Sure, the flies bite, but she adds that it isn't clear if these late-coming larvae will hatch into flies before the frosty season begins.
Dozens of Notre Dame researchers and students are running studies at what assistant Director Brett Peters calls a "globally unique" project. When an Internet link is fixed, live data and a live photo will be streamed at environmentalchange.nd.edu/programs/nd-leef.
ND-LEEF can be found at the eastern edge of the park, just off of Laurel Road between the main park gate and the park's gatehouse. It's south of the 9/11 memorial, on what used to be just a flat field populated with little scrubby trees, some native, some not, and a mowed path, says St. Joseph County Parks Director Evie Kirkwood.

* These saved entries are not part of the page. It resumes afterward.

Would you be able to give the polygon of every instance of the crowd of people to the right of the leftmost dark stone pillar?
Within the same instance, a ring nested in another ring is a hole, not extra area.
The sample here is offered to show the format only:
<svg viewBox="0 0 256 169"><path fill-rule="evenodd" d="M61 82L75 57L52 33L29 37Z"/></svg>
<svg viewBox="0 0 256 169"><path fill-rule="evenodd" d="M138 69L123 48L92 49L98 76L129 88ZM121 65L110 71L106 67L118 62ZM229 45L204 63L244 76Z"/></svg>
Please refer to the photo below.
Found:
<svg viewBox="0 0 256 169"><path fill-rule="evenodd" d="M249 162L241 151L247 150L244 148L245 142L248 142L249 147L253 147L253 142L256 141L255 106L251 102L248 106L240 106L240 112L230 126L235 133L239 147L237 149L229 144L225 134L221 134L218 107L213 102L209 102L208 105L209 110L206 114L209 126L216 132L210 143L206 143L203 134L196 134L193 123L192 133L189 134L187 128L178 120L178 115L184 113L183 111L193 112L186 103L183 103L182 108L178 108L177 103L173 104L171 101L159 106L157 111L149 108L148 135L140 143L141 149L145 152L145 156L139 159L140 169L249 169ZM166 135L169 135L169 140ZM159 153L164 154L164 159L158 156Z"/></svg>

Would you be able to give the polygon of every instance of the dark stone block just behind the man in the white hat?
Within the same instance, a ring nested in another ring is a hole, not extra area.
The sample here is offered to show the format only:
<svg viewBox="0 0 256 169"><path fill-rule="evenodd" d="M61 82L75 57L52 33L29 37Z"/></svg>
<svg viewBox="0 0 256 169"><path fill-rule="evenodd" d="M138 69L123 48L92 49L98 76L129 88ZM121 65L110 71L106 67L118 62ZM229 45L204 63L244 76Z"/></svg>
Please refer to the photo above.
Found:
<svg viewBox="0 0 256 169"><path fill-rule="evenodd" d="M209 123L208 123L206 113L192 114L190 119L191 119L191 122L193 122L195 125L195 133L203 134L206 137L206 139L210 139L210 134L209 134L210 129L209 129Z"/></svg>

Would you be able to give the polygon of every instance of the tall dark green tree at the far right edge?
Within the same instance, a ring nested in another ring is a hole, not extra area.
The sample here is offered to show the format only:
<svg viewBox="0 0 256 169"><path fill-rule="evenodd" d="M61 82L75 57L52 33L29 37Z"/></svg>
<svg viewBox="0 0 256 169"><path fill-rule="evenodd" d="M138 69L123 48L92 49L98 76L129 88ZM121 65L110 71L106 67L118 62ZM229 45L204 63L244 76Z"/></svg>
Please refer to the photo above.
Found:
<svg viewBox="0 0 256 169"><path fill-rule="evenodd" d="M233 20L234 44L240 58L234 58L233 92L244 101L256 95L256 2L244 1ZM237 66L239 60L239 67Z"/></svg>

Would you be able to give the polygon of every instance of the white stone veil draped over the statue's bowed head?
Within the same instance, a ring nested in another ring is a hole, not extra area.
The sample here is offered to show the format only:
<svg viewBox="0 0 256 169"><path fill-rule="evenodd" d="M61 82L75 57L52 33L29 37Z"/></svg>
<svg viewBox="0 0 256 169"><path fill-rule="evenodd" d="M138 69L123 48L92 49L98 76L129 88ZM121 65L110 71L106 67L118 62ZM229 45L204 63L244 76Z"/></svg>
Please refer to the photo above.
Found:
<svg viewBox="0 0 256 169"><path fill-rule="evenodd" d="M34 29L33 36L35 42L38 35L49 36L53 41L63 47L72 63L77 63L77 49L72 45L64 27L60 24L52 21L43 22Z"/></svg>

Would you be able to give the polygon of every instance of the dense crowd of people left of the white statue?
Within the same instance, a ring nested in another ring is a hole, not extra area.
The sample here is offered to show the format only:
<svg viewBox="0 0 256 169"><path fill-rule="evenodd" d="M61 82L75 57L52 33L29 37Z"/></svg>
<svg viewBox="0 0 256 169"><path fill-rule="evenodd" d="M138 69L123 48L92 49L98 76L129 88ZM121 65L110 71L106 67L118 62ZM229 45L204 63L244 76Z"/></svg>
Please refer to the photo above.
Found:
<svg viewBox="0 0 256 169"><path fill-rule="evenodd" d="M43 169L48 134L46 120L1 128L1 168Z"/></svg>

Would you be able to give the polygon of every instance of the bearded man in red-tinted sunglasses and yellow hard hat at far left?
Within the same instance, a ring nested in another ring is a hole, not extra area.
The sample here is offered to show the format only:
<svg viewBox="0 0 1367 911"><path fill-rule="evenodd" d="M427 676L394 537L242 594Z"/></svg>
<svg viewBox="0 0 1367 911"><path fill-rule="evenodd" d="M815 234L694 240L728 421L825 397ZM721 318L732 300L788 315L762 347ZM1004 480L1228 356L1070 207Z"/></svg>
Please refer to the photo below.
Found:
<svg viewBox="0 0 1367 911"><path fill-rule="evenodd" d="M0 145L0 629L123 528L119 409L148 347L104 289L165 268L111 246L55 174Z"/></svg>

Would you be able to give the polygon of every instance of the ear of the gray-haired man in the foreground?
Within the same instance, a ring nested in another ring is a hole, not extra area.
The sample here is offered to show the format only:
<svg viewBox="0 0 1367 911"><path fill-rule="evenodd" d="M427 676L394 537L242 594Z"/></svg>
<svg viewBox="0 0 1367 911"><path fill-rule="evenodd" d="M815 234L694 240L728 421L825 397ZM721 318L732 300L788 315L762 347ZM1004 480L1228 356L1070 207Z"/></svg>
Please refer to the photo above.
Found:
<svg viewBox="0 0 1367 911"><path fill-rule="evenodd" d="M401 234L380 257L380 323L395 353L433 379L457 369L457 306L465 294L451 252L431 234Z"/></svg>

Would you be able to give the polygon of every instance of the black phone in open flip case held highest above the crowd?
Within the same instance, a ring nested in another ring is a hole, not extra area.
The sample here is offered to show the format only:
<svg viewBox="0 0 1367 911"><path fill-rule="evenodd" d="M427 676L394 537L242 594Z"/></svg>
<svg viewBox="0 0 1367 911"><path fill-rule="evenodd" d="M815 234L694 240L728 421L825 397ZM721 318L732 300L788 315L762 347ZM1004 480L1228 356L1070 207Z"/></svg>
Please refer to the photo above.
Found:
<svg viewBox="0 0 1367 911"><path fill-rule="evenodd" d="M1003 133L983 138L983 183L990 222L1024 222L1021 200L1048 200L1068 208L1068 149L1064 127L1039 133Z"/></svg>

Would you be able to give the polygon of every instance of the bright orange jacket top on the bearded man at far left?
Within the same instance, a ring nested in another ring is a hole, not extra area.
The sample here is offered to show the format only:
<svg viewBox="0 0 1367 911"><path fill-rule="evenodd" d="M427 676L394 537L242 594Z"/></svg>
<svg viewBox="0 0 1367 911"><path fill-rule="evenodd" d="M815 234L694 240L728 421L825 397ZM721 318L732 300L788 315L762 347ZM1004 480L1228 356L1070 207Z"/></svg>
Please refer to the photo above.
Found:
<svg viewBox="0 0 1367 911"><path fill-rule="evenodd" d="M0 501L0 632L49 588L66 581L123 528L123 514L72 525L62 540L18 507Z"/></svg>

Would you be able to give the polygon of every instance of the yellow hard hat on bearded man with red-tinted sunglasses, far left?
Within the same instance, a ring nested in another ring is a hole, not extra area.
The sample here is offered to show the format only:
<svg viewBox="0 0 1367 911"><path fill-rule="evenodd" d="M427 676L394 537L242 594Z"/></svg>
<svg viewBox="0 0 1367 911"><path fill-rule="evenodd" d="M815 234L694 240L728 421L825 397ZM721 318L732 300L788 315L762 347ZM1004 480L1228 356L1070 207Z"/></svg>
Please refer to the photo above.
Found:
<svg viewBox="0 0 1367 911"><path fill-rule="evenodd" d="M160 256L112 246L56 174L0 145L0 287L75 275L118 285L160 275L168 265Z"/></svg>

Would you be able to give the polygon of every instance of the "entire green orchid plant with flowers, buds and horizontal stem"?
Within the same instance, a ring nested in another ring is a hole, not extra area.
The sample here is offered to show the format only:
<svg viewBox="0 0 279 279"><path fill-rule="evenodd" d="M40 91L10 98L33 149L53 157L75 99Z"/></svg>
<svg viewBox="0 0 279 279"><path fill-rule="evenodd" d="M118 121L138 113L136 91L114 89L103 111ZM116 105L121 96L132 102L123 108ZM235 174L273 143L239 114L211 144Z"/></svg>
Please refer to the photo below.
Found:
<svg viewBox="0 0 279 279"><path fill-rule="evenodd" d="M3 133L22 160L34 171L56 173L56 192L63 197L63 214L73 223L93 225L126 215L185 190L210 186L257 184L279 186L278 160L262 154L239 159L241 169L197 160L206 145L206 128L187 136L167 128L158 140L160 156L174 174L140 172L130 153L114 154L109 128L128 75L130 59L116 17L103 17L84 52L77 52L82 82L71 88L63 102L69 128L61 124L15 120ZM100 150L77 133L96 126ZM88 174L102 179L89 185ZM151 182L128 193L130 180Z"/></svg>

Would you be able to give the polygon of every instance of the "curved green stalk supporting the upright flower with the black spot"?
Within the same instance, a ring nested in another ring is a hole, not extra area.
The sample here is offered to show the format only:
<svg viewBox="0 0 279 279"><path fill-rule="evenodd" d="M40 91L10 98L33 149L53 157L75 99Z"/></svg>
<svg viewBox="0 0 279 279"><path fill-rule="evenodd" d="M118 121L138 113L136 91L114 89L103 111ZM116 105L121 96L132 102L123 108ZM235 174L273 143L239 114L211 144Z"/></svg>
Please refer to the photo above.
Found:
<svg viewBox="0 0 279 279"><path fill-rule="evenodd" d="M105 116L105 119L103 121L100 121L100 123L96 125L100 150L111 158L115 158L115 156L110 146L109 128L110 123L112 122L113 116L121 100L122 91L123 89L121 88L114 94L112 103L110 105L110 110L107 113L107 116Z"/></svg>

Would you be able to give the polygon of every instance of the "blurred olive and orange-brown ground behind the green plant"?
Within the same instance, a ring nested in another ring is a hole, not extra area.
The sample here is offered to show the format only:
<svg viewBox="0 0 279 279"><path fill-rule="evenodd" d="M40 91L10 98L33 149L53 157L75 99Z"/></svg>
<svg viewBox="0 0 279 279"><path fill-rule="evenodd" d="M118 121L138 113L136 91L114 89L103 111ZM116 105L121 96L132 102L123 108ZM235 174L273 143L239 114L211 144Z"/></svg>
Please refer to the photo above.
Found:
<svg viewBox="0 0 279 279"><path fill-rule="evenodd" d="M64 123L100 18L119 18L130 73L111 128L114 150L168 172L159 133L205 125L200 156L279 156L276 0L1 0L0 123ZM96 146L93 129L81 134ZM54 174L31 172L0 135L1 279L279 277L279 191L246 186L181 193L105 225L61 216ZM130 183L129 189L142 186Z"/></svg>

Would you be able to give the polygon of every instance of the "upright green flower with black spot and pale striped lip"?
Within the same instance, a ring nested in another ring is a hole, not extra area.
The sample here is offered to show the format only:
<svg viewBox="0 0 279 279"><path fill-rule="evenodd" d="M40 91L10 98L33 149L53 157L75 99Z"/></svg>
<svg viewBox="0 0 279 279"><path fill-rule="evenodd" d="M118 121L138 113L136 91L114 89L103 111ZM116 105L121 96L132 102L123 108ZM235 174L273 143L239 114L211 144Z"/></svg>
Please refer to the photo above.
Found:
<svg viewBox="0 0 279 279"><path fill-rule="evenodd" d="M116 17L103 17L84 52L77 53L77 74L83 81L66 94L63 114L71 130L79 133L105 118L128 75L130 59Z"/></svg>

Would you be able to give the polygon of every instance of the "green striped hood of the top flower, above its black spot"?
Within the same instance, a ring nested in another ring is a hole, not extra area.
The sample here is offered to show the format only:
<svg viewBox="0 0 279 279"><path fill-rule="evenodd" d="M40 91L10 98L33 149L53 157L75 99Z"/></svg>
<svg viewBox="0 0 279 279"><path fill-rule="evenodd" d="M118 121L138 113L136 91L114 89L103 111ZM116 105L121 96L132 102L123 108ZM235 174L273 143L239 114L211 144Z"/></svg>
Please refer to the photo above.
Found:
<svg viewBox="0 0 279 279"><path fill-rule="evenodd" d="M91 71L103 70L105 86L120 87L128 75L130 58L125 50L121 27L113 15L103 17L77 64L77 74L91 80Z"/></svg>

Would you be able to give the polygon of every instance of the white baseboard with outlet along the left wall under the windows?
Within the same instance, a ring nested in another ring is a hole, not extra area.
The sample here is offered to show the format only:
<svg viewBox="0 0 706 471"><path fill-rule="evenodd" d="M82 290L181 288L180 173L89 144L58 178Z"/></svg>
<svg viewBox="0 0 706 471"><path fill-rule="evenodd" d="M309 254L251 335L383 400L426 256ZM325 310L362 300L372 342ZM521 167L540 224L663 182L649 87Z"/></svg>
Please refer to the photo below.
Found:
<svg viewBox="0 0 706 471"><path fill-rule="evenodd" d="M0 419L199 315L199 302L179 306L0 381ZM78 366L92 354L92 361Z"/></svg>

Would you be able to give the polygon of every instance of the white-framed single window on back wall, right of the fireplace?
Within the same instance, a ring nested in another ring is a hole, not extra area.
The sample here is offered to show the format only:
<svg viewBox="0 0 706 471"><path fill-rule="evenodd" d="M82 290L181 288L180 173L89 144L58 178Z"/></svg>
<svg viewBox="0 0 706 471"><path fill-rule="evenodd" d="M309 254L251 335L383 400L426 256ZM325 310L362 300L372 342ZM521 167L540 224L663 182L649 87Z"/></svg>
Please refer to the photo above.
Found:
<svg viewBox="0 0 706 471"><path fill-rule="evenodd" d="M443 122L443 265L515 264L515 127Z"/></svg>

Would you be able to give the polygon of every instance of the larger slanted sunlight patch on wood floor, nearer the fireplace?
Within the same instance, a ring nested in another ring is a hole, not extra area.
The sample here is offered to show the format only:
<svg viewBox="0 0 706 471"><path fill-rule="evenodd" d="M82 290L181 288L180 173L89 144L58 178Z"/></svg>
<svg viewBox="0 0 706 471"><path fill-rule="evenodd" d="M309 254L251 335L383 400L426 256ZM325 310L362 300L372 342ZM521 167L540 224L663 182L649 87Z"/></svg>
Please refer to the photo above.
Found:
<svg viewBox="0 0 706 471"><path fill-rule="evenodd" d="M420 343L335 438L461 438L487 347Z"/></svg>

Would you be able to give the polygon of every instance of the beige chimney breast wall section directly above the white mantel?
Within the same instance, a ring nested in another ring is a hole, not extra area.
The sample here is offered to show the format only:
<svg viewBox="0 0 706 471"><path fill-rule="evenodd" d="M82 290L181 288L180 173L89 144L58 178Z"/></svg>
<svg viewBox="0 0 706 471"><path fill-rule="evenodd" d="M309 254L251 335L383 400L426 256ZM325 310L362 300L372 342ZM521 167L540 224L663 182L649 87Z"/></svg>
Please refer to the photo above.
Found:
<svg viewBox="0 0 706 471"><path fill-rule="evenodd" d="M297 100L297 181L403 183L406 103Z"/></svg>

ND-LEEF is open to the public only when researchers are working at the property. You'll know that if you see the vehicle gate to ND-LEEF is open. They don't keep any predictable hours. They typically are there for a couple of hours at a time every other day, Peters says.
Research will stop in winter, when the streams (not the ponds) are drained to protect the water pumps.
There isn't a trail through ND-LEEF, but you can find a sign that illustrates and explains the project along a park trail just south of the 9/11 memorial. The sign overlooks the property, though you can't see much now except a shed and vegetation.
There are two ecosystems now for the sake of scientific comparison, but Peters says Notre Dame hopes to expand that to 12 -- as funding allows -- on the 28 acres that the university began leasing last year for 49 years. The leased land all stretches east of the current site.
The primary goal of the $1 million project is research. ND-LEEF officials say they want this to serve as an outreach to the community, too. It will host a Teachers as Scholars program on Oct. 9 for 20 local science teachers to learn about the research, though Peters says the program is now full.
It's still early. Life is budding. So is ND-LEEF.